Apesar da morte de Lino, os coordenadores continuam com
o mesmo objetivo: continuar com o trabalho do Pombas Urbanas;
consolidar o projeto "Arte em Construção",
que pretende ser um centro cultural no bairro Cidade Tiradentes;
e ampliar projetos culturais em cinema, fotografia e outras
áreas. O que era um terreno incendiado e com riscos
de demolição tornou-se um galpão asfaltado
com as paredes pintadas pela arte do grafite e crianças
brincando na estrutura de ferro em formato de baleia de uma
peça do Pombas e o monociclo utilizado nas aulas de
circo. Mas ainda sobra espaço e falta dinheiro para
realizar todos os projetos idealizados pelo grupo.
O terreno foi cedido pela Companhia Metropolitana de Habitação
São Paulo (Cohab São Paulo) por meio do programa
"Viver Melhor", que promove a qualidade de vida
dos moradores de seus conjuntos habitacionais. Desde de janeiro
de 2004, o grupo impulsiona o processo artístico com
crianças e jovens da comunidade por meio dos cursos
de teatro (sábado e domingo) e de circo (terça
e quintas-feiras) gratuitos. O público atendido também
participará da gestão artística do centro
cultural. Devido ao pouco recurso, as reformas no galpão
ocorrem em etapas para construção de salas de
aulas, área para apresentações de espetáculos,
biblioteca, área de capacitação em mídia
digital, espaço externo para lazer e teatro ao ar livre.

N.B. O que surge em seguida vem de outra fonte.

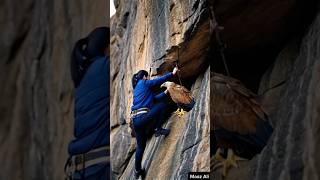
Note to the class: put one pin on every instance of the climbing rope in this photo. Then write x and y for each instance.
(177, 62)
(221, 44)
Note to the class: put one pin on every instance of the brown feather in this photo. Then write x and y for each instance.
(234, 107)
(180, 94)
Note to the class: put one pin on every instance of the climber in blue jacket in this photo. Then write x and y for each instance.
(147, 110)
(89, 150)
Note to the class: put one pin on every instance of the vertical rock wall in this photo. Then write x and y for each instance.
(36, 92)
(144, 34)
(295, 110)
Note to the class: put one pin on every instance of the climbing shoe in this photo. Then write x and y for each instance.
(161, 131)
(139, 173)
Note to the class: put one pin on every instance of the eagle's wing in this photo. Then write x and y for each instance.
(234, 107)
(180, 94)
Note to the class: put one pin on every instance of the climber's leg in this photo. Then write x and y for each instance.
(141, 145)
(157, 113)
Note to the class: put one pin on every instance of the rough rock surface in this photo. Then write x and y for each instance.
(289, 93)
(36, 92)
(256, 31)
(144, 36)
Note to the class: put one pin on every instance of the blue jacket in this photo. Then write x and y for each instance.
(143, 96)
(92, 119)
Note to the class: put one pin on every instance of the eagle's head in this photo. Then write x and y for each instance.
(167, 84)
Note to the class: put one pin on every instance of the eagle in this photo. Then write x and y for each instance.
(240, 125)
(180, 95)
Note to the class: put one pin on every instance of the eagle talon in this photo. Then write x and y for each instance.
(180, 112)
(226, 164)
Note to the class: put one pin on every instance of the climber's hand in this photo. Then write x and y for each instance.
(175, 70)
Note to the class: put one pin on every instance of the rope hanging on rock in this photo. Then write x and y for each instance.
(222, 46)
(177, 62)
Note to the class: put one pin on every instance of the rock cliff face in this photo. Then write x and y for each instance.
(36, 92)
(145, 35)
(289, 92)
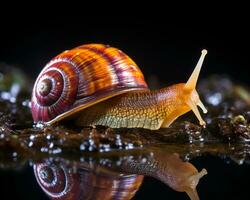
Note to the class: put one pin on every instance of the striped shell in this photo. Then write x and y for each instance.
(81, 77)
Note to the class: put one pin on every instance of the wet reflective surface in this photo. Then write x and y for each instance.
(68, 162)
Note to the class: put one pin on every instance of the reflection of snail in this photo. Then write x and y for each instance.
(93, 181)
(91, 74)
(60, 182)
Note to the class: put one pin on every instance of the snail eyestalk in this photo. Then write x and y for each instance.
(192, 81)
(193, 100)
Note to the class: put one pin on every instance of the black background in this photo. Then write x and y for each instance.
(162, 46)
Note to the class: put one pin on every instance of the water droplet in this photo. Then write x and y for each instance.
(30, 144)
(14, 154)
(82, 147)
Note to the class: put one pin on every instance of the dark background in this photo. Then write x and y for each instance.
(165, 48)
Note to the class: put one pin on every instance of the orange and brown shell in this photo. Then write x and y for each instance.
(81, 77)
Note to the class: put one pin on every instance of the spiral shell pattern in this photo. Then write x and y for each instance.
(61, 182)
(81, 77)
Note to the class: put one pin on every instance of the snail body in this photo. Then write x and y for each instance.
(100, 85)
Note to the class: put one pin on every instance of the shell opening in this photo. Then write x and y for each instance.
(194, 180)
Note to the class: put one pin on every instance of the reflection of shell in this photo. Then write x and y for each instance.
(59, 182)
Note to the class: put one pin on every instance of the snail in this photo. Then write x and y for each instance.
(96, 84)
(115, 179)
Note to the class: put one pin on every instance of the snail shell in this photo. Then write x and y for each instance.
(81, 77)
(60, 182)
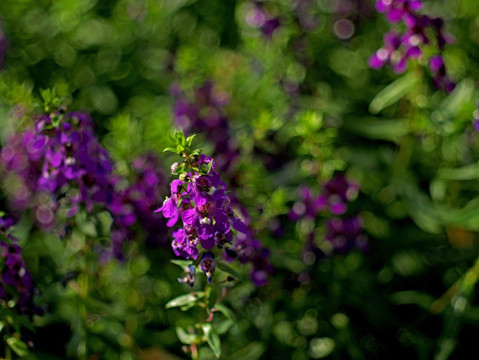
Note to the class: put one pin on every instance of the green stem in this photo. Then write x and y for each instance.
(8, 353)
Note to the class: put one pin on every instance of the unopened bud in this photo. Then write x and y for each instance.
(174, 167)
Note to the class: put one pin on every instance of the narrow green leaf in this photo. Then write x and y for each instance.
(170, 149)
(190, 139)
(251, 351)
(469, 172)
(226, 311)
(227, 269)
(373, 128)
(393, 92)
(212, 339)
(224, 326)
(185, 338)
(181, 301)
(182, 263)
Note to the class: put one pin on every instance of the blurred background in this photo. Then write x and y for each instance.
(281, 94)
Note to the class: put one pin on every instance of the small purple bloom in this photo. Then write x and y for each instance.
(208, 265)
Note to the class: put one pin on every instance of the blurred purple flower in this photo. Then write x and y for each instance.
(16, 281)
(399, 48)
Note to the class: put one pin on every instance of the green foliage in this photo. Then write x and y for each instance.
(301, 106)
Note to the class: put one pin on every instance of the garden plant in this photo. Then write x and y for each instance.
(239, 179)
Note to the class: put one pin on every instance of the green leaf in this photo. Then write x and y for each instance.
(182, 263)
(226, 311)
(182, 300)
(170, 149)
(469, 172)
(419, 298)
(227, 269)
(190, 139)
(467, 217)
(18, 346)
(212, 339)
(185, 338)
(374, 128)
(224, 326)
(393, 92)
(251, 351)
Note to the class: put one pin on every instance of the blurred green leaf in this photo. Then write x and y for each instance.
(18, 346)
(212, 339)
(228, 269)
(185, 338)
(183, 300)
(391, 130)
(224, 326)
(252, 351)
(224, 310)
(393, 92)
(469, 172)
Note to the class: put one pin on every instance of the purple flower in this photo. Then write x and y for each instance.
(3, 48)
(190, 276)
(208, 265)
(203, 206)
(16, 281)
(346, 234)
(398, 49)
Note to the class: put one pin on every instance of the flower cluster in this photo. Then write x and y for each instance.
(3, 48)
(57, 151)
(258, 17)
(16, 281)
(398, 48)
(349, 12)
(58, 164)
(135, 204)
(343, 234)
(205, 115)
(334, 198)
(199, 201)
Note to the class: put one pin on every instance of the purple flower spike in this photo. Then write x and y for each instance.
(190, 276)
(417, 34)
(208, 265)
(15, 280)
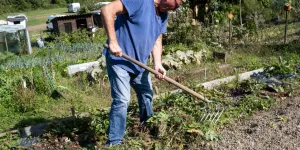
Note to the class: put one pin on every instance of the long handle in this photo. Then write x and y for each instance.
(166, 78)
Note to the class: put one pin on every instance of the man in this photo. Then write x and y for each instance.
(137, 32)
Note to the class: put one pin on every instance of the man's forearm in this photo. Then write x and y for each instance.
(108, 14)
(157, 51)
(108, 20)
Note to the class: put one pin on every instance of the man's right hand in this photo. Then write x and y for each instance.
(115, 49)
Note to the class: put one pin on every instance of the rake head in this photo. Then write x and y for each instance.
(211, 112)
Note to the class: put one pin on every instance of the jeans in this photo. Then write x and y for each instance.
(120, 81)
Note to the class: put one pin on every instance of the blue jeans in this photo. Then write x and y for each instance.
(120, 81)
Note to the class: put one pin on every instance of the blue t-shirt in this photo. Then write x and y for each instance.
(137, 32)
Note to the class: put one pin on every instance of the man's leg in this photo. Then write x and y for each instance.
(120, 92)
(143, 88)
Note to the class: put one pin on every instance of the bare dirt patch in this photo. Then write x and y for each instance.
(276, 129)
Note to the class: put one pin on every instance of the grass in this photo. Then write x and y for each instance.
(86, 97)
(37, 17)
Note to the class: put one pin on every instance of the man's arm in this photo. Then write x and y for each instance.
(108, 14)
(156, 54)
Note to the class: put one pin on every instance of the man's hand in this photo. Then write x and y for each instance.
(115, 49)
(160, 69)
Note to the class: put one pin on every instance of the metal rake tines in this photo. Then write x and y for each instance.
(212, 112)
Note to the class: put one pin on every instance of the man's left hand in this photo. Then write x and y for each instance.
(161, 70)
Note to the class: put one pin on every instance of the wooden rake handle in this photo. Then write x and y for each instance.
(165, 77)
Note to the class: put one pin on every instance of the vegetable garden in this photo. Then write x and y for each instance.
(193, 54)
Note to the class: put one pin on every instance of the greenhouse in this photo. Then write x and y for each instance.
(14, 38)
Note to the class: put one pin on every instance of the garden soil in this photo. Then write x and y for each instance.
(275, 129)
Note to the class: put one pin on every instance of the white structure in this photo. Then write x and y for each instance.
(49, 24)
(18, 19)
(11, 37)
(3, 22)
(73, 7)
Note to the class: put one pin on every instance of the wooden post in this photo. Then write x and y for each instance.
(230, 31)
(156, 90)
(285, 28)
(5, 40)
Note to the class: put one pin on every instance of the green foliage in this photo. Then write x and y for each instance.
(279, 69)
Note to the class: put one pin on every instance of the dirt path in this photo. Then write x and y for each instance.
(276, 129)
(37, 27)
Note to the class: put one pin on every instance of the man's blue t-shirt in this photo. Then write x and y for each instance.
(137, 32)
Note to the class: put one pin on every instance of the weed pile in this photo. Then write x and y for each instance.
(175, 124)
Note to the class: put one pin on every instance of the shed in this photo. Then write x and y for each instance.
(73, 7)
(3, 22)
(72, 23)
(14, 38)
(18, 19)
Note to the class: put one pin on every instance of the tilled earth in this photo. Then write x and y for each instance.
(275, 129)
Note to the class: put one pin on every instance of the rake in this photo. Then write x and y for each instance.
(209, 112)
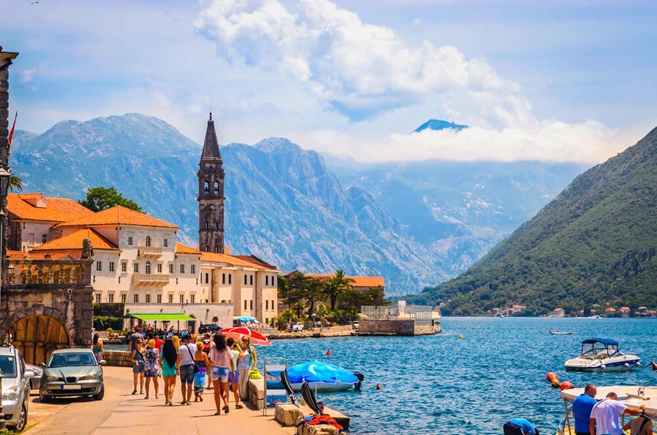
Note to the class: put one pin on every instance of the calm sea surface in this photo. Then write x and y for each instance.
(445, 385)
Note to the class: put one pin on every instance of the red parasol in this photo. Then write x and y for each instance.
(237, 333)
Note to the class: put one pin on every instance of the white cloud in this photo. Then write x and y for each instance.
(358, 69)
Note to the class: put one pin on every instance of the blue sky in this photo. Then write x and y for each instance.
(549, 80)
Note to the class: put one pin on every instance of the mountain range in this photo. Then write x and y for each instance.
(416, 224)
(594, 246)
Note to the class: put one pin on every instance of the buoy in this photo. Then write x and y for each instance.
(566, 385)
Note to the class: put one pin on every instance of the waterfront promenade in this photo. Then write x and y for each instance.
(120, 413)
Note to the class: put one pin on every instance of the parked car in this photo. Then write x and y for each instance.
(15, 388)
(72, 372)
(212, 328)
(35, 382)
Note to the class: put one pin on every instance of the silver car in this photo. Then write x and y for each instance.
(72, 372)
(15, 387)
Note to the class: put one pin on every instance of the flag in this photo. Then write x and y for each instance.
(11, 134)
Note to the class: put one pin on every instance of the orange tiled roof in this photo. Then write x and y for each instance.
(74, 242)
(24, 207)
(119, 215)
(229, 259)
(184, 249)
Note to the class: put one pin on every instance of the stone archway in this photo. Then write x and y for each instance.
(37, 336)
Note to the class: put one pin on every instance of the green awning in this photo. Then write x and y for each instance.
(162, 317)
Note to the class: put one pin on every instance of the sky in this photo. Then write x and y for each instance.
(535, 80)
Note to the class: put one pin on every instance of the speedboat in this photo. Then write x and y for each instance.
(600, 355)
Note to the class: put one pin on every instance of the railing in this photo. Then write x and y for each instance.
(145, 278)
(65, 272)
(150, 251)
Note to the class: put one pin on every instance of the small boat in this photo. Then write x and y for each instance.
(322, 377)
(600, 355)
(557, 332)
(629, 395)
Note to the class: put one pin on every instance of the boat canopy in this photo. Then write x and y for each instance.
(605, 341)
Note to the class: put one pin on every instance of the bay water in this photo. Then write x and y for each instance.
(445, 385)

De acordo com Adriano, atualmente todos os coordenadores
estão dedicados nas aulas de teatro e circo graças
à ajuda do recurso do Programa Municipal de Fomento
ao Teatro para a Cidade de São Paulo concedido em 2003
pelo projeto "Da Comunidade ao Teatro, do Teatro à
Comunidade". "Nós temos a preocupação
mais na formação orgânica e não
formar atores simplesmente. Procuramos reconhecer o corpo
e a voz, escrevemos texto de boa qualidade e aprendemos a
fazer arte com a escola da vida. Além disso, procuramos
formar multiplicadores da arte na comunidade Tiradentes, ainda
mais por ser uma região que cresce a cada dia. Estamos
num bairro com o maior conjunto habitacional da América
Latina e presenciamos a construção de casas
e mais histórias de vida", revela Adriano.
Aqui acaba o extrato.